Any impresario trying to bill the RHI inquiry would be spoiled for choice. It is undoubtedly a drama about a scheme which racked up a huge debt in public money.
But it is also a whodunnit. Who was responsible for devising a scheme which was fundamentally flawed from the outset and then allowed to continue for too long, literally burning a hole in public finances?
And this week it has elements of farce descending into the theatre of the absurd as evidence of a dysfunctional administration at Stormont before the Executive finally imploded was laid before the tribunal.
There was a very diverse cast of characters - former DETI Minister Jonathan Bell, the then permanent secretary at his department, a number of DUP special advisers, the former head of communications at the Executive Office and a respected Sky News correspondent.
Centre stage was Mr Bell, a man who portrayed himself as a God-fearing man who was plotted against by his own party special advisers and even party colleagues.
He claimed unelected DUP special advisers had taken most of the decisions during devolution over the head of ministers.
He also alleged they had also conspired to stop him closing the scheme earlier than they wanted and refused to allow the issue to be included on the agenda of any meeting. However Andrew McCormick permanent secretary at DETI said he had no evidence to back this up.
It was all riveting reading or viewing for the public who were being given an apparent peep behind the usual facade of government - a peep which the DUP obviously would have hoped no-one ever gained.
But Mr Bell also had juicy hints of alleged misbehaviour by two former DUP ministers although the inquiry quickly closed down this line of evidence.
Former head of communications at the Executive Office David Gordon also found himself drawn into the limelight with Mr Bell claiming that he had labelled the Minister a monster who had to be put to sleep.
Mr Bell also alleged that David Blevins, Sky News' man in Ireland, had advised the DUP on how to discredit him by attacking his Christian faith. The news organisation has vehemently denied this claim.
However it has to be remembered that the RHI scandal played a large part in the collapse of the Executive 20 months ago and left the province without a functioning administration for all of that time while serious problems continue to pile up in areas as diverse as health, infrastructure, education, the arts and voluntary sectors.

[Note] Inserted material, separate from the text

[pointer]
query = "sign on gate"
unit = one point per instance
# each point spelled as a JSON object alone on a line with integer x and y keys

It can be argued that we get the politicians we vote for. It is also clear that in this instance civil servants were also guilty of dropping the baton, as Mr McCormick admitted.
The final curtain cannot fall quickly enough on this inquiry for those involved. But it is unlikely they will find much solace in the review of their performance which will eventually emerge.
In the meantime the Secretary of State has bowed to the inevitable and agreed to cut MLAs' salaries in two stages starting in November from £49,500 to £35,888.
Few will feel any sympathy for members of the DUP and Sinn Fein whose gift it is to restore devolution but it is harsh treatment of the other parties who have shown a desire to go back into government but who lack the numbers to make that happen and for now must remain in the wings.